Yetmedi, Öcalan’ı ipten kurtardılar. MHP’nin ’hayır’ dediği idamın
kaldırılmasına ’evet’ diyerek Öcalan’ı ipten kurtardılar,
ağırlaştırılmış müebbet hapse çevirdiler. Ne ağırlaştırılmış
müebbet hapsi, her gün hafifleştirilen bir müebbet hapis. Adım
adım. İmtiyazlı bir mahkum statüsüne yükseltiliyor. AKP, Öcalan’ı
memnun etme gayretine girmiştir. Hukuk devleti için utanç verici
tablolar.Ağırlaştırılmış müebbet hapis yoktur artık, kimseyi
kandırmasınlar. Yavaş yavaş orayı ev haline dönüştürüyorlar"
dedi.
Vural, basın toplantısında gazetecilerin sorularını da yanıtladı.
Başbakan Erdoğan’ın Mısır’daki darbenin arkasında İsrail’in
olduğuna yönelik ifadelerinin anımsatılması üzerine Vural şunları
söyledi: "Yutmuyor artık millet. Adama sorarlar, İsrail’in
güvenliği için NATO füze kalkanına, patriotlara neden ’evet’ dedin?
BOP’un eş başkanı sen değil misin? Yahudi cesaret madalyası alan
sen değil misin? ABD, Sayın Başbakan’ın ifadeleri üzerine ağır bir
kınamada bulundu. Nerede ’şeytanla bile görüşürüm’ diyen
kılavuzlar. Karmaşık ilişkiler, giderek Ortadoğu politikasında
Türkiye’nin güvenirliğini ortadan kaldırıyor. Türkiye Irak’ta yok;
Suriye’de çatışmanın, Mısır’da ayrışmanın parçası haline geldi.
Başbakan’ın sık sık görüştüğü Hamas bile Mısır’a destek veriyor.

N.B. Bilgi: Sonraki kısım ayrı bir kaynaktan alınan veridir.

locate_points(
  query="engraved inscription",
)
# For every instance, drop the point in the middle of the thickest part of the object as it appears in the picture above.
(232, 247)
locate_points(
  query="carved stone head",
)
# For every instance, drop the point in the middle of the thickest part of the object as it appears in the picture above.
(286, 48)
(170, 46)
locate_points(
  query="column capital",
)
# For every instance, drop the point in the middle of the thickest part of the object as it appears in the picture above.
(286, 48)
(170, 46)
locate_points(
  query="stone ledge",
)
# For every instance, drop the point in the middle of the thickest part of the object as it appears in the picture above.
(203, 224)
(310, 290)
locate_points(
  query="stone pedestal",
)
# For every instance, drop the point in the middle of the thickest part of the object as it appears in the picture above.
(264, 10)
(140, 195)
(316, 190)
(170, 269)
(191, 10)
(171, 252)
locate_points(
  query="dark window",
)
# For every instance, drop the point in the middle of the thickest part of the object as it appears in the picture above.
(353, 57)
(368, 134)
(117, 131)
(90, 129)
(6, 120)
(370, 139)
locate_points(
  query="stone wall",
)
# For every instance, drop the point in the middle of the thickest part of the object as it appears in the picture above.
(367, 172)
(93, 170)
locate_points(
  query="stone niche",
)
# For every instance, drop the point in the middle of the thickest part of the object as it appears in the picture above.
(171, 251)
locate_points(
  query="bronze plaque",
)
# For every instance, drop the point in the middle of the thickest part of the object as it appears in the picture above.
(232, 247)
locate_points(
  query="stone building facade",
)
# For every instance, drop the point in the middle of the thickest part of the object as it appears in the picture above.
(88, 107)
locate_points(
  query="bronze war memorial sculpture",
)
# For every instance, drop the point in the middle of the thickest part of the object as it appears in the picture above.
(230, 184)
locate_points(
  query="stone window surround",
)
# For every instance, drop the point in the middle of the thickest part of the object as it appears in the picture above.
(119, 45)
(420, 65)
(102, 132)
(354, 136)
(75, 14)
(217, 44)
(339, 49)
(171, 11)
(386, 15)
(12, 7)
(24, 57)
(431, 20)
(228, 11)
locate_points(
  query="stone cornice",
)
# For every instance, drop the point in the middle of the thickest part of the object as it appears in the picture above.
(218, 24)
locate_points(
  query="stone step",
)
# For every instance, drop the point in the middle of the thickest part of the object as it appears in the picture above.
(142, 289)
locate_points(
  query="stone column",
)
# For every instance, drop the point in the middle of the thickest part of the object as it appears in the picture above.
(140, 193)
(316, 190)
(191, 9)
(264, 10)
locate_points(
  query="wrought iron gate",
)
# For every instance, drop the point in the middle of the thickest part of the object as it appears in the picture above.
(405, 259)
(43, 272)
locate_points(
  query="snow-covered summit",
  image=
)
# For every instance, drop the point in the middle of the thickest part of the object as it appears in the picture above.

Filistin ve Suudi Arabistan da destek veriyor. ABD’nin kullandığı
bu ağır sözler. ABD karşısında net bir şekilde buna cevap verilmesi
gerekiyor. Eğer gerçekten Sayın Başbakan’ın ifadesiyle, ’Mısır’daki
darbenin arkasında İsrail var’ deniliyorsa bütün bunların delilleri
daha somut şekilde ortaya konulmalıdır. Öyle bir noktaya geldik ki
Mursi’yi destekliyor. Darbe yapanı Mursi getirdi. Darbe yapanların
Cumhurbaşkanı atadığını da Mursi getirdi. Şimdi de ’bu işin
arkasında İsrail var’ deniyor. Kimin arkasında ne var;
cevaplandırılması gereken bir çok konu var."
Başbakan Erdoğan’ın, darbeden 40 gün önce Mısır Genelkurmay Başkanı
Sisi ile görüşmesinde çekilen fotoğrafı gösteren Vural, "Sisi ile
ne görüşüldü, ne yapıldı, bunları değerlendirmek lazım" dedi.
Vural Başbakan Erdoğan’ın, 2002 yılı öncesinde ABD konsolosuyla 17
defa nerede ne görüştüğünü de açıklamasını isteyerek, "O dönemde
batı kaynaklı uygulanan bir itibarsızlaştırma politikalarına karşı
Türkiye’yi savunan ne yaptın sen?" dedi.